Não dá, portanto, para que o governo do Estado diga agora que foi surpreendido pelo que aconteceu, pelo que ainda acontece, e pelo que ainda acontecerá quando as águas voltarem ao seu leito original, abrindo espaço para a proliferação de doenças.

Em menos de um ano, chuvas intensas no Rio Grande do Sul custaram a vida de 110 pessoas, mais do que o total registrado em desastres naturais nas três décadas anteriores. As chuvas persistentes desde o início da semana passada deixaram até aqui 55 mortos e 70 desaparecidos.

É “o maior desastre da história do Estado”, classifica o governador Eduardo Leite (PSDB), que clama por ajuda. Quase 15 milhões de pessoas deixaram suas casas, outras centenas de milhares estão sem água ou luz.
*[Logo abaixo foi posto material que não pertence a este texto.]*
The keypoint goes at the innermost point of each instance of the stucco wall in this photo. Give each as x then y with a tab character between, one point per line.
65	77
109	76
Porto Alegre está praticamente isolada.

Leite é o mesmo governador que no dia 9 de abril último sancionou a lei que flexibiliza regras ambientais para a construção de barragens em áreas de preservação permanente, medida defendida por produtores rurais como forma de diminuir os impactos da estiagem no estado.

As áreas de preservação permanentes (APPs) compreendem florestas e outras formas de vegetação natural, além de áreas situadas ao longo de rios, lagoas e reservatórios naturais. A lei recebeu 35 votos favoráveis e 13 contrários na Assembleia Legislativa.

A Federação da Agricultura do RS (Farsul) diz que a lei é importante para o desenvolvimento do agronegócio. Francisco Milanez, diretor científico e técnico da Associação Gaúcha de Proteção ao Ambiente Natural, é contra a lei:

“As APPs são as fontes de água. É como destruir a horta para construir a cozinha. Vai cozinhar o que depois?”

Para Clóvis Borges, diretor executivo da Sociedade de Pesquisa em Vida Selvagem e Educação Ambiental, o Rio Grande do Sul perdeu há muitas décadas a resiliência para enfrentar os extremos climáticos:

“Foi o primeiro estado a cobrir todo território com propriedade agrícola. Eliminaram praticamente suas áreas naturais. Restou 7% da área original da Mata Atlântica e o bioma Pampas é um dos mais ameaçados.”

Um projeto de lei de autoria do deputado federal Alceu Moreira (MDB-RS) foi aprovado na Câmara em março deste ano.  Ele autoriza o corte de vegetação nativa não florestal – como Pampa, parte do Cerrado e do Pantanal.

Na prática, uma área equivalente a dos estados do Rio Grande do Sul e Paraná de mata nativa pode sumir do mapa se a lei for aprovada pelo Senado.